Motown had decided that Gaye did well with a female duet partner, originally Mary Wells in 1964, but after she left the ship, that role went first to Kim Weston, and then to Tammi Terrell. During this time, there was one album with Weston, and then three with Terrell. The formula (and it was indeed a formula for the company) was to issue an album based around a hit single, using whatever songs it could muster up. The album with Weston, 1966's Take Two, was built around the big hit It Takes Two from the year before. The album came together in the usual way, with a show tune ('Til There Was You, also covered by The Beatles), Motown tracks used for others (The Four Tops hit Baby I Need Your Loving), and attempts at follow-up hits (What Good Am I Without You, which failed). But the pair were well-matched, Weston brought lots of grit and energy, and it is a pretty good selection. Like Wells before her though, Weston got mad about her contract and split the label, ending the team.

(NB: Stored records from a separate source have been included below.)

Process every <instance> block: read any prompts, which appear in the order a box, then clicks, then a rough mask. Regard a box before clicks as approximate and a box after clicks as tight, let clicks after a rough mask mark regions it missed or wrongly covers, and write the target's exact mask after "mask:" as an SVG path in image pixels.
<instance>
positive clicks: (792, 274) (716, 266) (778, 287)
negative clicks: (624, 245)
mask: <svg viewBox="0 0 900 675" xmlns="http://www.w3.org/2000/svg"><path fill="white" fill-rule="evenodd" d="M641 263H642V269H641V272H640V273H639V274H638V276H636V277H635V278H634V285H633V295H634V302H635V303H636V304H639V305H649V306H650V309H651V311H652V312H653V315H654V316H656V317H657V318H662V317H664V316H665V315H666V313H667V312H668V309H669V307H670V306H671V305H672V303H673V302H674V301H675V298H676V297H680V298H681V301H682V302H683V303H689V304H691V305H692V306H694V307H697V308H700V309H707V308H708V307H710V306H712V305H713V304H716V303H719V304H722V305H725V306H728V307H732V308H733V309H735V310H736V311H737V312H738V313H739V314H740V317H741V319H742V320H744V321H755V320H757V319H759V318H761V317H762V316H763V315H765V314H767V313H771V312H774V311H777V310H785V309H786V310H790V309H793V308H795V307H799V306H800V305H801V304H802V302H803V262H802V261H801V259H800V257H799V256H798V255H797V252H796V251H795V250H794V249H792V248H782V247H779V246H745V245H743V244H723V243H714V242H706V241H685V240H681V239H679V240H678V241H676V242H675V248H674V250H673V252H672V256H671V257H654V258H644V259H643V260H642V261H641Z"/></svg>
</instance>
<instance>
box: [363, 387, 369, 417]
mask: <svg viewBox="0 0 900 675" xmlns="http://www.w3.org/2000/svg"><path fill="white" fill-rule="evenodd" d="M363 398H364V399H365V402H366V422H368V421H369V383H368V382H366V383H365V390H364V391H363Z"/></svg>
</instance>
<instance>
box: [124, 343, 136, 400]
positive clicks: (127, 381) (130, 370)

Far more successful was Gaye's partnership with Tammi Terrell. Starting in 1967, the pair put out a string of hit singles, largely written by the team of Ashford and Simpson. The first of their three albums, United, includes Ain't No Mountain High Enough and Your Precious Love, as well as a third hit, If I Could Build My Whole World Around You, written by producers Harvey Fuqua and Johnny Bristol. It was an inspired set from start to finish, with a fun cover of Something Stupid, and a rare gem of an album track in Sad Wedding. The hits kept coming the next year, and another album called You're All I Need appeared, of course featuring the huge You're All I Need To Get By. It also included another Top 10 cut written by Ashford and Simpson, Ain't Nothing Like The Real Thing. But then tragedy struck, with Terrell collapsing on stage with Gaye, eventually dying from a brain tumour. A third album, Easy, came together with leftovers, Gaye turning old Terrell tracks into duets, and Terrell labouring to piece together her vocals while trying to battle her illness. It's the weakest of the three albums, but still includes some good tracks, including The Onion Song, and the cool California Soul, a 5th Dimension cut.


That should be enough for anybody's four years, but Gaye was doing just as much as a solo artist at the same time. 1966's Moods of Marvin Gaye was a mixed bag of styles but with an excellent result. It included his most recent smash hits Ain't That Peculiar, I'll Be Doggone, Little Darling (I Need You) and One More Heartache, and also some leftovers from attempts at a standards and jazz-vocal album. He was still thinking he'd like that to be his future career, not this soul-pop stuff, so here we get One For My Baby (And One More For The Road), a fine version, and even Willie Nelson's Night Life.


1968's In The Groove really knocks it out of the park though. First, there's I Heard It Through The Grapevine, but the rest of the album lives up to it. Gaye was actually somewhat adrift as a solo artist at the time, with the emphasis having been on the duet work, and producer Norman Whitfield was getting him to use his falsetto more, including a "woo" that later was stolen by Michael Jackson. There are several great tracks here, including You, Loving You Is Sweeter Than Ever, and Chained.


1969 brought the M.P.G. album, and the following year saw That's The Way Love Is, and while they both have the hit singles, they each suffer from that Motown, singles-first plan. Gaye was obviously a massive talent, yet there was no vision here for the records, like all the other great acts of the day. Instead, we get covers such as Yesterday, Gaye messing with the melody, or Groovin' by The Rascals, which was just a copy of the Motown style in the first place. It's funny how of the eight albums here, these are the weakest of the group. But that frustration Gaye felt would be channeled into What's Going On in 1971, where the next box set begins. See you then.